Cloud

Renewable energy startup AgileSwitch gets a security boost with LeoNovus partnership

Above: LeoNovus taps the unused processing power of hotel set-top boxes to run a data center.

Image Credit: LeoNovus

Signing up a small enterprise customer may not seem like a big deal. But LeoNovus considers it one more step in its quest to change data center computing.

LeoNovus announced today that it has signed up AgileSwitch as a customer for its distributed cloud services.

The main reason AgileSwitch is using LeoNovus is to enable secure data exchange with its customers and to make sure its data is properly backed up in the cloud.

Philadelphia-based AgileSwitch is a renewable energy firm that makes power electronics devices. It is a small firm with under $1 million in revenue and 20 employees. However, it has global clients who are large industrial manufacturers.

Normally, AgileSwitch uses cloud-based storage services like Dropbox to exchange documents, but some clients didn’t view that as secure enough. So AgileSwitch investigated LeoNovus’ distributed data center solution and found that it was up to par, was economical, and allowed for automated backups, said Rob Weber, chief executive of AgileSwitch, in an interview with VentureBeat.

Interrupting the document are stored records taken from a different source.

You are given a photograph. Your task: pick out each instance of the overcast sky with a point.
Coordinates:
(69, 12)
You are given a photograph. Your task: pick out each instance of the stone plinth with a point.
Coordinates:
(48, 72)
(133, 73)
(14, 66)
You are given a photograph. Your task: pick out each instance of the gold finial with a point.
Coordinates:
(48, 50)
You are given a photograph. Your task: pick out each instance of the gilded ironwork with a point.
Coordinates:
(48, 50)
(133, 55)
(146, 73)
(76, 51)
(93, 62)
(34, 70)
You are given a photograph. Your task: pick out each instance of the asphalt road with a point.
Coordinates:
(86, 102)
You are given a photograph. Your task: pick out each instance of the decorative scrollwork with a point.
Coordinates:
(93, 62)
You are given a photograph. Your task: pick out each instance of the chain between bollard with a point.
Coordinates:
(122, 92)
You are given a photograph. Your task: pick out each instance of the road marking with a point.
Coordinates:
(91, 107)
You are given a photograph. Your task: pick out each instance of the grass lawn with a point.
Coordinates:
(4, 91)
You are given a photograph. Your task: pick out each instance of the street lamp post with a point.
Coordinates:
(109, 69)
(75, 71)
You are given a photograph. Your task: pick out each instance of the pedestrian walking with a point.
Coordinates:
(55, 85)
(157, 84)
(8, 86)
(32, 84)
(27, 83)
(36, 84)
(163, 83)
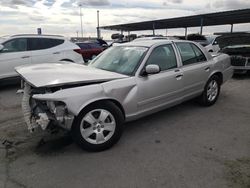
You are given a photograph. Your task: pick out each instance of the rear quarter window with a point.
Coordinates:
(43, 43)
(83, 46)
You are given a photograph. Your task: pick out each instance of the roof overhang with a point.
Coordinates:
(211, 19)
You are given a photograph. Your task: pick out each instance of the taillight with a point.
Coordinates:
(78, 51)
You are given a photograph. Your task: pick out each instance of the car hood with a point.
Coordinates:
(58, 74)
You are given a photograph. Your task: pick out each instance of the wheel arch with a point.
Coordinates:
(117, 103)
(69, 60)
(219, 75)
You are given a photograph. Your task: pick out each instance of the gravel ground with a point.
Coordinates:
(187, 146)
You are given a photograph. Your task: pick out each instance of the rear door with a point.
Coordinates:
(14, 54)
(195, 67)
(164, 88)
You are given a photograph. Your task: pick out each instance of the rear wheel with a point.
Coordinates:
(98, 127)
(211, 91)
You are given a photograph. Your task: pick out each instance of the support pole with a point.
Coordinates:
(232, 27)
(186, 33)
(201, 25)
(81, 19)
(153, 29)
(98, 26)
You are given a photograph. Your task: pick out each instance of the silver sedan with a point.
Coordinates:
(123, 83)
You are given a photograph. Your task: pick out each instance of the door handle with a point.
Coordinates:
(207, 69)
(26, 57)
(179, 76)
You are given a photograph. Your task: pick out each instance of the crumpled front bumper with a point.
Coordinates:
(44, 113)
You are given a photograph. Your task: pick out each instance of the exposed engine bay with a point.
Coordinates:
(46, 114)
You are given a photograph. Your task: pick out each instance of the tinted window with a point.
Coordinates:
(15, 45)
(199, 54)
(83, 46)
(43, 43)
(120, 59)
(190, 53)
(164, 56)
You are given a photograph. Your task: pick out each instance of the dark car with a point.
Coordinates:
(89, 50)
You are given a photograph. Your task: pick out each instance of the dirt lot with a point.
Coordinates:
(187, 146)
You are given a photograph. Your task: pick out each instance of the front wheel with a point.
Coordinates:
(211, 91)
(98, 127)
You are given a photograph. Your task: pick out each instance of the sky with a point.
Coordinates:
(62, 17)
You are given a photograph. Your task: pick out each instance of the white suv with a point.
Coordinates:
(19, 50)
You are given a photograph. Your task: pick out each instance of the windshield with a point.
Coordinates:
(120, 59)
(225, 41)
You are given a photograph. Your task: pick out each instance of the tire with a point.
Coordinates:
(211, 91)
(98, 127)
(93, 56)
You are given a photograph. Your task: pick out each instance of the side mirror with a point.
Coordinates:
(1, 47)
(152, 69)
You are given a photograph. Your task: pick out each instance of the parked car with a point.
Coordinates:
(237, 45)
(201, 39)
(89, 50)
(123, 83)
(155, 38)
(19, 50)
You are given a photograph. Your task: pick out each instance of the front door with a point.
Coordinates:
(164, 88)
(196, 69)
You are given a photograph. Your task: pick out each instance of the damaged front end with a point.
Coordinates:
(45, 114)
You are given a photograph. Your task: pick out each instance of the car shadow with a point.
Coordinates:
(52, 144)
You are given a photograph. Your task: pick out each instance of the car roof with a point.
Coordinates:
(36, 35)
(149, 43)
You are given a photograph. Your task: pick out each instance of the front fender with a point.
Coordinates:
(74, 98)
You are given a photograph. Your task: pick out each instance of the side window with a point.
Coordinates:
(15, 45)
(43, 43)
(83, 46)
(187, 53)
(164, 56)
(199, 54)
(190, 53)
(95, 46)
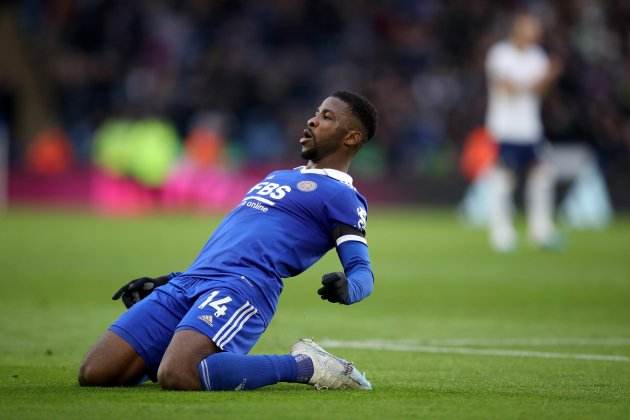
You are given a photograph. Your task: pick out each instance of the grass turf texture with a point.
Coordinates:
(436, 280)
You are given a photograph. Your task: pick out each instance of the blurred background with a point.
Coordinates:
(131, 106)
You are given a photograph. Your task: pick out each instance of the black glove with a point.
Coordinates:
(335, 288)
(136, 290)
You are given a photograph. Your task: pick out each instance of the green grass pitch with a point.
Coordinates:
(451, 331)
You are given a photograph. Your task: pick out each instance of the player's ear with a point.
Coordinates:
(353, 138)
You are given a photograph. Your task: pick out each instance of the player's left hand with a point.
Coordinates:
(334, 288)
(137, 289)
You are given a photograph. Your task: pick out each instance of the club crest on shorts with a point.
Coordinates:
(206, 318)
(307, 186)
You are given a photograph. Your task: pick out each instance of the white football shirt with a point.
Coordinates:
(515, 117)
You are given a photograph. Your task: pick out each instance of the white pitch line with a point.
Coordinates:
(407, 347)
(529, 342)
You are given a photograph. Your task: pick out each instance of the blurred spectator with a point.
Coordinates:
(49, 153)
(264, 62)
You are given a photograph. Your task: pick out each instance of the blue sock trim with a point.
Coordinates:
(204, 375)
(227, 371)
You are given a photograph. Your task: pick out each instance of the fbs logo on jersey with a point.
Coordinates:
(206, 318)
(307, 186)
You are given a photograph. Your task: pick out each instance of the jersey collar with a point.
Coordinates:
(332, 173)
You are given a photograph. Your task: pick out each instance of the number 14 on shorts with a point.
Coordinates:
(218, 305)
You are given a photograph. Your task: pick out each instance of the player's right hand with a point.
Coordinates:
(137, 289)
(334, 288)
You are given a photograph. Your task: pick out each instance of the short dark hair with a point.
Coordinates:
(362, 109)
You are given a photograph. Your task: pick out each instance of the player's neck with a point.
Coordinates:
(342, 165)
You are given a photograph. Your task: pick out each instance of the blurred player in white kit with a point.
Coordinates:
(519, 72)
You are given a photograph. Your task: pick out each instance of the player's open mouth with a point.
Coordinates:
(308, 135)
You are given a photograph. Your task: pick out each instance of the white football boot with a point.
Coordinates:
(329, 371)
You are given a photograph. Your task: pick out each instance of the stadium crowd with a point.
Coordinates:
(260, 65)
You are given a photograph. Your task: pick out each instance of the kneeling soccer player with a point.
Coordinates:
(193, 330)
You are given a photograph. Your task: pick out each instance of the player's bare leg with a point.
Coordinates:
(502, 232)
(111, 362)
(178, 369)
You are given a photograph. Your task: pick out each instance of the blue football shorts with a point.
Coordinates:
(215, 308)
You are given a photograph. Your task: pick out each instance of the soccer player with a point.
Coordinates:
(194, 330)
(519, 72)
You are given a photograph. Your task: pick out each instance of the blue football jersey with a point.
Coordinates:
(283, 225)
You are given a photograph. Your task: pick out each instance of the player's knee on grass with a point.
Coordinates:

Sunnyvale, Calif.-based LeoNovus, which is publicly traded on the TSX Venture Exchange in Toronto, has found a new way to do cloud computing; and it promises a higher level of geographic dispersion, security, privacy, and redundancy, according to LeoNovus chief executive Gordon Campbell. LeoNovus will provide wide-area data management services to AgileSwitch.

“Increasingly, we are facing demands for more security,” said Weber. “It’s becoming a problem. The security of what LeoNovus offers is important to us and having the data distributed is a big benefit.”

LeoNovus has struck other novel deals, as well, with hotel management and real estate firm 360 Vox, which will use LeoNovus’ tech to turn hotels into virtual data centers.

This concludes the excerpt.